Ben keşfetmekte biraz gecikmiş olabilirim , ama Çiya pek meşhur! NewYork Times’da, NewYorker’da, Jamie Oliver’ın dergisinde hakkında yazılar yazılmış. Alaylı şef Mustafa Dağdeviren’i anlata anlata bitiremiyorlar. Ben de kendisini ve eşi Zeynep Hanım’ı çok takdir ettim. Hem sundukları lezzetler, hem de yarattıkları müessese için.
Masa, çatal bıçak, dekorasyon mütevazi. E isabet! Çünkü yemekler çılgın gibi! Dekorasyonla dikkati dağıtmamak, lezzete konsantre olmak lazım. Neler yedik neler?Anadolu’nun dört bir köşesinden şimdiye kadar hiç tatmadığım lezzetler!

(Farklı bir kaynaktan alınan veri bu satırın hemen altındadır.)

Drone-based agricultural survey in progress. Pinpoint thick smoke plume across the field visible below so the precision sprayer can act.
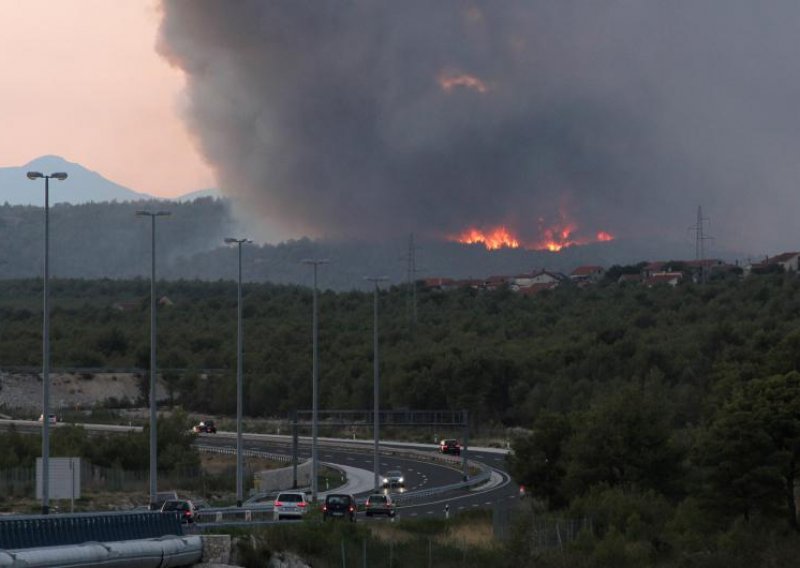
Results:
[159,0,800,252]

Her bir yemeğin ismini, kullanılan malzemeleri, hatta nasıl pişirildiğini dahi sordum burada size bahsedebilmek için. Gel gör ki damağımdaki tattan başka hiçbirşey kalmadı aklımda.
Çiya’da yiyecek çok şey var. Bir tür Anadolu yemek müzesi gibi. İnsan hemen herşeyden tatmak istiyor. O yüzden masanın ortasına tadımlık getiriyorlar.
Biliyorum inanmayacaksınız ama, bu kadar yemek arasından en çok Samsun’da çobanların yaptığı bir tür muhallebiyi beğendim: süt ve inciri kaynatıyorlarmış, o kadar! Ne un, ne şeker! Ruhumdaki Heidi’nin inkar edilemez mevcudiyeti işte, ne yaparsın.
Çiya, Kadıköy çarşısında, Güneşlibahçe sokakta. Birbirine hemen hemen komşu üç tane Çiya lokantası var: ikisi Çiya kebap, biri de hem kebap hem tencere yemekleri yiyebileceğiniz Çiya Sofrası. Biz o kadar doyduk ki, kebaplarından tadamadık.
Yemeğin sonunda, sıcaklığından üzerindeki kaymağın eridiği enfes katmeri yerken, utanıyorum ama, “off çok güzeldi.. keşke doymasaydık!” dedim.
Öyle acayip bir yer işte Çiya.
Bayan Bal Şeker
27/11/2010
Not: Bir de unutmadan; üç kişi toplam 87 lira verdik. Alkış!